Querying more than one SUM() fails.

[Untitled_-_Jupyter_Notebook]https://user-images.githubusercontent.com/1904314/169910043-c679bec4-2cc7-4e20-9949-d1c8cbc12b12.png

[hyper_py_—_crate]https://user-images.githubusercontent.com/1904314/169910286-1510568d-6dfd-438f-a299-27e14613bdff.png

MacOS Monterey 12.3.1 (21E258)

— Reply to this email directly, view it on GitHubhttps://github.com/innobi/pantab/issues/161, or unsubscribehttps://github.com/notifications/unsubscribe-auth/AAEU4UO47CT5U6RJWTTCGZLVLP3T7ANCNFSM5WXEVQAA. You are receiving this because you are subscribed to this thread.Message ID: @.***>

WillAyd avatar May 23 '22 23:05 WillAyd

Ops sorry, here it goes:

pantab 2.1.1
tableauhyperapi 0.0.14401
pandas 1.4.2
Python 3.9.9

rafbgarcia avatar May 23 '22 23:05 rafbgarcia

FYI it looks like this works if you alias your column names, i.e. if you change your query to:

SELECT sum(new_appt) AS a, sum(new_appt) AS b FROM sales

I don't think Hyper has native support for duplicated column names, which is likely the root cause of issues here. To illustrate, if you do something like

>>> pantab.frame_to_hyper(pd.DataFrame([[1, 1]], columns=list("aa")), "sales.hyper", table="sales")
File ~/miniconda3/envs/pantab-dev/lib/python3.9/site-packages/tableauhyperapi/impl/dllutil.py:110, in Error.check(p)
    107 if p != ffi.NULL:
    108     # this will free the error when it goes out of scope
    109     errp = Error(p)
--> 110     raise errp.to_exception()

HyperException: column 'a' specified more than once

It might be a bug or corner case in the tableauhyperapi that you are allowed to create duplicate column names via an ad hoc query. @vogelsgesang might have some insights

WillAyd avatar May 24 '22 03:05 WillAyd

Oh, I see. When I use an aggregation function like SUM or COUNT, the column name comes as the function name, that's why when I summed two different columns I got that error.
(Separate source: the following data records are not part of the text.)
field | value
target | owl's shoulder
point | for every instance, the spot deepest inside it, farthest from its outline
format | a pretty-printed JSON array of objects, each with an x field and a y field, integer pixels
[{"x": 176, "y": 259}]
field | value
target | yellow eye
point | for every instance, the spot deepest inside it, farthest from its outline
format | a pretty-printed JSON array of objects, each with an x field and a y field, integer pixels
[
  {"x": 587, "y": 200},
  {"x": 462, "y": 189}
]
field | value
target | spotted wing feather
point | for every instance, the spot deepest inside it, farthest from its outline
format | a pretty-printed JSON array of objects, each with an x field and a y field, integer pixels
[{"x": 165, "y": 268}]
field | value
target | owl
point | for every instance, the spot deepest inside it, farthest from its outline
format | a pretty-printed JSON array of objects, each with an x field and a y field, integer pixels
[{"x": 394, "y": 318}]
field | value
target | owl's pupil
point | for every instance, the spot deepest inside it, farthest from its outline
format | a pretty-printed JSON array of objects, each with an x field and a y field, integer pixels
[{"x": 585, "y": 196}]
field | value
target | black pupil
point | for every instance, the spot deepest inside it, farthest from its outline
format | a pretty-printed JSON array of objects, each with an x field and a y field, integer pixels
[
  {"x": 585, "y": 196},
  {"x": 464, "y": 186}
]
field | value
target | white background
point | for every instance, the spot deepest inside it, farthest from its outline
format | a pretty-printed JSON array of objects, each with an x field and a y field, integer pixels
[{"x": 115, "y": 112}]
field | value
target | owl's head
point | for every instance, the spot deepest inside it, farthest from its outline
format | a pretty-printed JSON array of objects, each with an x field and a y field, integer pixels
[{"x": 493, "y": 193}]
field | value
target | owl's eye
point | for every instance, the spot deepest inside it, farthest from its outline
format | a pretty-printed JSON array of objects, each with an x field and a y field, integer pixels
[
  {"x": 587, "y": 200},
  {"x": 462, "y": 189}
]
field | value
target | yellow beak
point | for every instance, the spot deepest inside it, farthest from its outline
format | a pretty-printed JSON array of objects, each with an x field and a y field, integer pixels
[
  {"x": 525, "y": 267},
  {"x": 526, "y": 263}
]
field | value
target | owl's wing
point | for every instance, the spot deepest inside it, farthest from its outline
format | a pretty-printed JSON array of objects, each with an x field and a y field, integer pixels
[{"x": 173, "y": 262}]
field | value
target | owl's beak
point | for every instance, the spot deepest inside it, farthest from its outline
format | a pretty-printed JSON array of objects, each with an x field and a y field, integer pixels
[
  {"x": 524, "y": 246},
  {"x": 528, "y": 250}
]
Isn't there a way to name it like <AGGR_FN>_<COLUMN_NAME> or similar to give them unique names?

rafbgarcia avatar May 24 '22 12:05 rafbgarcia

Anyway, I'm closing this issue because the problem is solved.

rafbgarcia avatar May 24 '22 12:05 rafbgarcia

unfortunately, this is somewhat expected behavior from the Hyper side.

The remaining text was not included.